A liver biopsy is the gold standard test for Wilson disease because it allows for direct examination of the liver tissue to determine the presence of copper accumulation. Wilson disease is a genetic disorder that causes copper to accumulate in the body, particularly in the liver, leading to liver damage and other symptoms. Serum ceruloplasmin level, 24 hr urinary copper excretion measurement, and serum copper level can also be used as diagnostic tests, but they may not be as accurate or definitive as a liver biopsy.

10. False about KF ring is

Copper deposition at the descemets membrane of retina

First appear in the superior and inferior limbal margins

Causes no visual problems

Can be seen with naked eye in advanced cases

KF ring, also known as Kayser-Fleischer ring, is a brownish-greenish deposition of copper in the Descemet's membrane of the cornea. It first appears in the superior and inferior limbal margins and can be seen with the naked eye in advanced cases. While KF ring itself does not cause visual problems, it is associated with Wilson's disease, a genetic disorder that affects copper metabolism and can lead to various neurological and hepatic symptoms. Therefore, the statement "copper deposition at the Descemet's membrane of retina" is false, as KF ring occurs in the cornea, not the retina.

Explanation

KF ring, also known as Kayser-Fleischer ring, is a brownish-greenish deposition of copper in the Descemet's membrane of the cornea. It first appears in the superior and inferior limbal margins and can be seen with the naked eye in advanced cases. While KF ring itself does not cause visual problems, it is associated with Wilson's disease, a genetic disorder that affects copper metabolism and can lead to various neurological and hepatic symptoms. Therefore, the statement "copper deposition at the Descemet's membrane of retina" is false, as KF ring occurs in the cornea, not the retina.

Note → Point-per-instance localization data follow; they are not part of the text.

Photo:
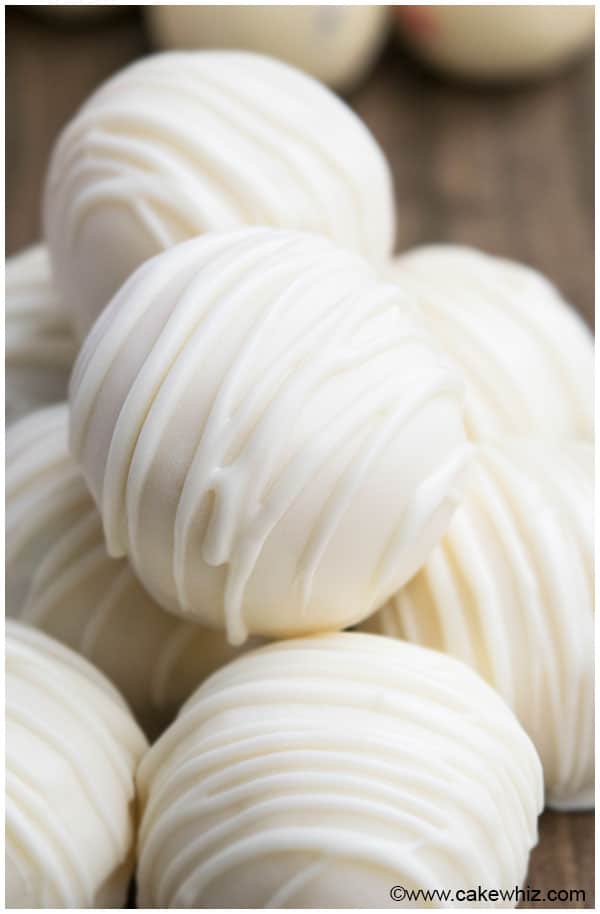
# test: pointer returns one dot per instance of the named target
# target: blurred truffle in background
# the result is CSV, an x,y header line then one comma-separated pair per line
x,y
497,43
336,44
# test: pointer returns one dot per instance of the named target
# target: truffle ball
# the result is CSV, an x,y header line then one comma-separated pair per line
x,y
336,44
60,579
72,748
526,356
498,43
268,431
322,772
180,144
39,345
509,591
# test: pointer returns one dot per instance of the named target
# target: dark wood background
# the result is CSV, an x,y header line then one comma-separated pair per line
x,y
511,171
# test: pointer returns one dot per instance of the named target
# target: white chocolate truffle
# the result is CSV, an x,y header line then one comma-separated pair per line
x,y
498,42
336,44
60,579
181,144
72,749
320,773
268,431
509,591
39,344
526,356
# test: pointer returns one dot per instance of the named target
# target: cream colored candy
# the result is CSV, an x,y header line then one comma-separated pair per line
x,y
498,42
180,144
319,773
526,356
60,579
72,748
39,345
509,591
268,431
336,44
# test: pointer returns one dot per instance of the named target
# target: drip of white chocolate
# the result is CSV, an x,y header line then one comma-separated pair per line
x,y
510,592
72,748
526,356
269,433
60,578
180,144
320,772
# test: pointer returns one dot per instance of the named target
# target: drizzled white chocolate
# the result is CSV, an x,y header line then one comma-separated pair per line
x,y
72,748
60,579
180,144
509,591
39,346
269,433
526,356
320,772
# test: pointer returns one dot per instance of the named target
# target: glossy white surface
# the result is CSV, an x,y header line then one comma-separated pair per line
x,y
60,578
72,748
183,143
526,355
510,592
268,431
39,346
320,772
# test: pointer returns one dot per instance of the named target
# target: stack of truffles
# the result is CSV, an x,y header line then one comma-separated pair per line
x,y
274,431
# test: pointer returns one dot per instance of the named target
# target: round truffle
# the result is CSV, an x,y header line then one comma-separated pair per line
x,y
509,591
336,44
498,43
60,578
39,345
526,356
268,431
323,772
180,144
72,748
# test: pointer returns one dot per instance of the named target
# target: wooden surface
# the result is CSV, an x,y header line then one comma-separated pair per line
x,y
509,171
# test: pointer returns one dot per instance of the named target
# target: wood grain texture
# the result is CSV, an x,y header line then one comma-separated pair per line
x,y
510,171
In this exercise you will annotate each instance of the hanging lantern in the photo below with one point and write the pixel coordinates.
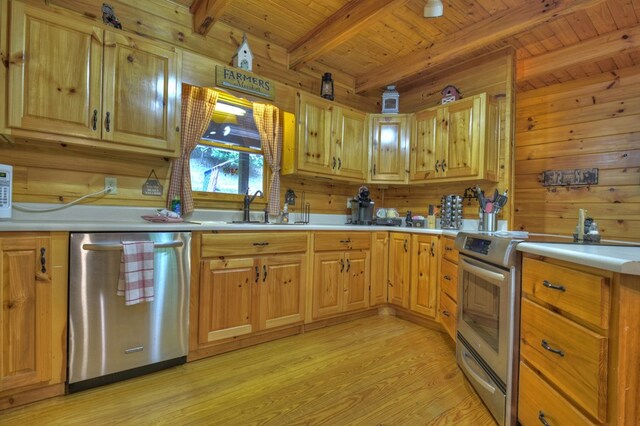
(326, 89)
(391, 100)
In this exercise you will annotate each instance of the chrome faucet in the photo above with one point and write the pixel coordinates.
(248, 199)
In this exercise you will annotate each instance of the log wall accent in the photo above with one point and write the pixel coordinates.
(593, 122)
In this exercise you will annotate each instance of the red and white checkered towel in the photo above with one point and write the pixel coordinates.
(136, 272)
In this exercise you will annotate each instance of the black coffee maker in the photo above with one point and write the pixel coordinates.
(362, 208)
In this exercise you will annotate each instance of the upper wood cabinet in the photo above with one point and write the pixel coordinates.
(90, 85)
(456, 142)
(33, 283)
(330, 141)
(389, 141)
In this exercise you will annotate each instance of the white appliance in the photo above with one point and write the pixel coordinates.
(6, 183)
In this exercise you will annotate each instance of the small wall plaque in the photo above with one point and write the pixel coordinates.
(569, 177)
(152, 186)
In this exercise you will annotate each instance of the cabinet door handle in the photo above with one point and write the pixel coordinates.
(43, 260)
(550, 349)
(554, 286)
(542, 419)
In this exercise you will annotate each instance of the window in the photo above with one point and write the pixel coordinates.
(229, 158)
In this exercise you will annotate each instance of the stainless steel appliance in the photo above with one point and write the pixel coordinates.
(109, 341)
(488, 318)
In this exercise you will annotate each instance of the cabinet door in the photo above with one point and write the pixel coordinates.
(379, 268)
(314, 142)
(424, 147)
(328, 269)
(141, 89)
(227, 290)
(348, 137)
(54, 73)
(461, 137)
(424, 275)
(356, 281)
(399, 263)
(389, 135)
(26, 296)
(281, 290)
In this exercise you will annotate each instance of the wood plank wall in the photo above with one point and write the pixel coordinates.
(493, 74)
(588, 123)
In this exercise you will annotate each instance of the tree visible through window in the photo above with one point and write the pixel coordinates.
(229, 157)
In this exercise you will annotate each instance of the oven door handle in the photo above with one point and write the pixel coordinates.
(481, 272)
(474, 374)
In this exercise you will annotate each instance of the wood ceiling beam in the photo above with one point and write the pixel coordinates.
(494, 29)
(206, 12)
(338, 28)
(588, 51)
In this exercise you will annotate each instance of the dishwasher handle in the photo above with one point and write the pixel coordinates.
(118, 247)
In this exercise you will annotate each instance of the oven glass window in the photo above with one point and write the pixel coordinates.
(481, 308)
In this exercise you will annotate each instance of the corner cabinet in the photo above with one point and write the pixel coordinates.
(250, 282)
(456, 142)
(389, 141)
(112, 90)
(330, 141)
(33, 290)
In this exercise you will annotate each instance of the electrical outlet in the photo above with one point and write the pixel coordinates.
(111, 183)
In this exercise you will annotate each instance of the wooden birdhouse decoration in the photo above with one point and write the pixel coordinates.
(391, 100)
(450, 94)
(243, 58)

11. What is the inheritance pattern of Menkes disease ?

AD

AR

X-linked

None

ATP7A gene is located on chromosome Xq12-q13

Explanation

ATP7A gene is located on chromosome Xq12-q13

12. Wilson's disease patient has more risk of developing Hepatocellular carcinoma.

True

False

Wilson's disease is a rare genetic disorder that causes copper to accumulate in the body, particularly in the liver and brain. While Wilson's disease can lead to liver damage, including cirrhosis, there is no direct association between Wilson's disease and an increased risk of developing hepatocellular carcinoma, which is a type of liver cancer. Therefore, the statement that Wilson's disease patients have a higher risk of developing hepatocellular carcinoma is false.

Explanation

Wilson's disease is a rare genetic disorder that causes copper to accumulate in the body, particularly in the liver and brain. While Wilson's disease can lead to liver damage, including cirrhosis, there is no direct association between Wilson's disease and an increased risk of developing hepatocellular carcinoma, which is a type of liver cancer. Therefore, the statement that Wilson's disease patients have a higher risk of developing hepatocellular carcinoma is false.

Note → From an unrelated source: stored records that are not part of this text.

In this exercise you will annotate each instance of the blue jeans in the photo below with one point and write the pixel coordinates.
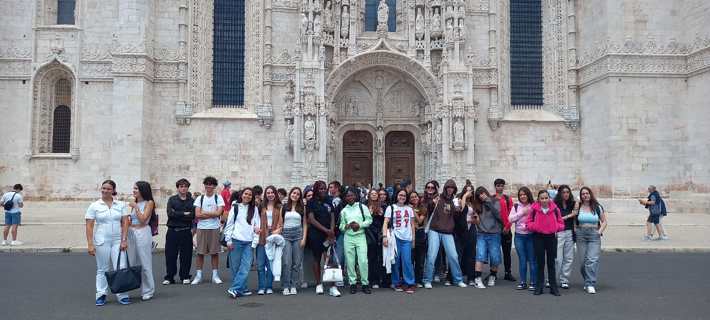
(434, 240)
(488, 248)
(240, 263)
(403, 260)
(263, 269)
(526, 256)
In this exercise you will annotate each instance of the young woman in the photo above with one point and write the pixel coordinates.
(107, 236)
(270, 224)
(565, 238)
(488, 236)
(321, 231)
(242, 226)
(420, 219)
(295, 231)
(354, 218)
(523, 239)
(374, 251)
(545, 220)
(400, 217)
(591, 223)
(140, 238)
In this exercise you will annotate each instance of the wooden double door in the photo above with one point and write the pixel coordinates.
(358, 159)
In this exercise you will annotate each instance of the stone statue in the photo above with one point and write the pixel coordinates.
(419, 25)
(345, 23)
(458, 131)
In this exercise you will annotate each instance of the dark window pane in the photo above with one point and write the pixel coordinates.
(228, 56)
(61, 133)
(526, 79)
(65, 11)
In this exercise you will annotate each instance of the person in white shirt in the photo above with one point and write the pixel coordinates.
(140, 238)
(13, 214)
(106, 236)
(400, 217)
(208, 211)
(242, 228)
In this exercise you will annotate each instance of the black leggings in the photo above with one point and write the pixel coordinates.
(545, 246)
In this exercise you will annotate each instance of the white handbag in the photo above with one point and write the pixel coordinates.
(332, 273)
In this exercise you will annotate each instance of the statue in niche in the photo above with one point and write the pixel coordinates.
(382, 13)
(458, 131)
(345, 23)
(419, 25)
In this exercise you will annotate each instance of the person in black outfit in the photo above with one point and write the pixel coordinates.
(178, 239)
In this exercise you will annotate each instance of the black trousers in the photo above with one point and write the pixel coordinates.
(506, 242)
(178, 243)
(545, 246)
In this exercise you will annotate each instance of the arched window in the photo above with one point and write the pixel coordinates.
(526, 80)
(228, 55)
(371, 15)
(65, 11)
(61, 132)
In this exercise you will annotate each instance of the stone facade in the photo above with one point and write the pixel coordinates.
(624, 85)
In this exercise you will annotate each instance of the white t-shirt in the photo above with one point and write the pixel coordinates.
(402, 221)
(208, 205)
(15, 201)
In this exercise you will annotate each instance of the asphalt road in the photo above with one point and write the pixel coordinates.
(632, 286)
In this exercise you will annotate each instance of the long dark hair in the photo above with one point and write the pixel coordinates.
(559, 201)
(145, 191)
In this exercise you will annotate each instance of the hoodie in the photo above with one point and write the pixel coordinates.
(442, 219)
(545, 223)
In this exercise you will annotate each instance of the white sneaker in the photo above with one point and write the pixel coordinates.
(478, 283)
(492, 281)
(334, 291)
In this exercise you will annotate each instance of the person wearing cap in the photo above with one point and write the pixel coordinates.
(226, 195)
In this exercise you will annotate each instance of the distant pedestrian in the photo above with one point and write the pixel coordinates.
(12, 203)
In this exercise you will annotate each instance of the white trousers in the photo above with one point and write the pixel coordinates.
(106, 259)
(140, 247)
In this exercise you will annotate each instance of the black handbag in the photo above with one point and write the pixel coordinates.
(126, 279)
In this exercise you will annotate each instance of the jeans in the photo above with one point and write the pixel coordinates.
(506, 242)
(292, 264)
(590, 246)
(178, 243)
(403, 260)
(240, 263)
(434, 240)
(263, 269)
(526, 257)
(565, 255)
(545, 253)
(356, 255)
(488, 248)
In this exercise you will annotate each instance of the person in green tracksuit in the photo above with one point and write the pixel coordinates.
(354, 219)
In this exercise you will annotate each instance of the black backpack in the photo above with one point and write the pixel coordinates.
(9, 204)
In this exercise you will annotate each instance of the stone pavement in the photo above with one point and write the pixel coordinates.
(59, 227)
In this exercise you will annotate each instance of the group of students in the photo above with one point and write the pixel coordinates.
(388, 237)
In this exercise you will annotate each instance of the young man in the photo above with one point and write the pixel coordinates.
(12, 202)
(178, 239)
(506, 204)
(208, 211)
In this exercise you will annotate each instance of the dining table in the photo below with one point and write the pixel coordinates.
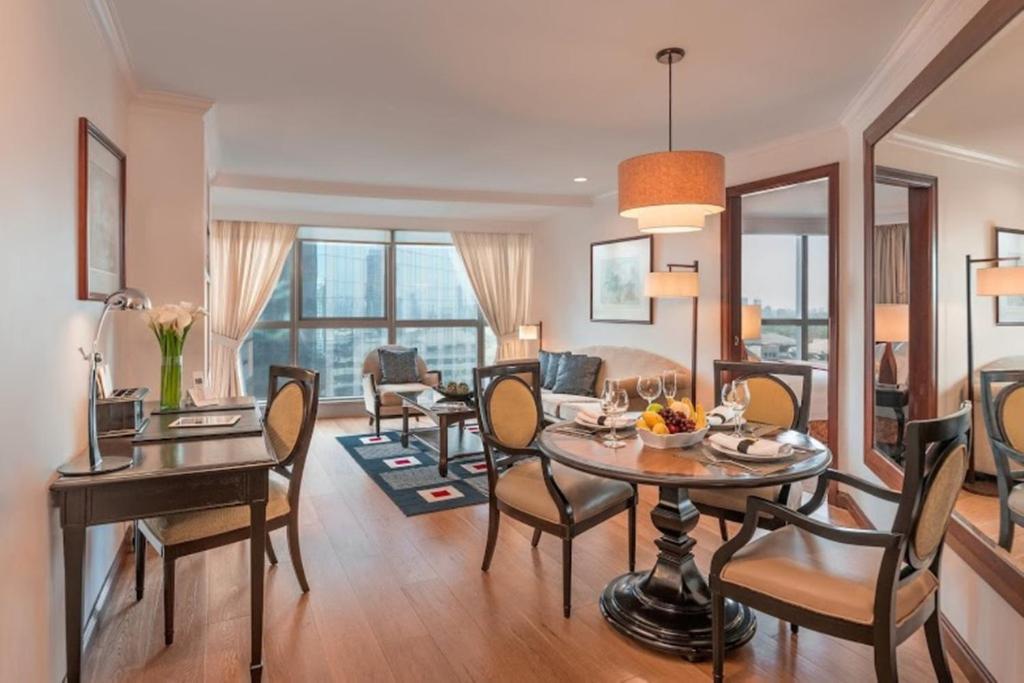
(668, 607)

13. Prognostic index of Nazer of wilson disease does not depend upon

Serum bilirubin

Serum AST

Serum albumin

Prolongation of Prothrombin time

The prognostic index of Nazer of Wilson disease does not depend upon serum albumin. This means that the level of serum albumin does not have an impact on predicting the prognosis of Wilson disease according to Nazer's index. Other factors such as serum bilirubin, serum AST, and prolongation of prothrombin time may be considered in the prognostic index, but not serum albumin.

Explanation

The prognostic index of Nazer of Wilson disease does not depend upon serum albumin. This means that the level of serum albumin does not have an impact on predicting the prognosis of Wilson disease according to Nazer's index. Other factors such as serum bilirubin, serum AST, and prolongation of prothrombin time may be considered in the prognostic index, but not serum albumin.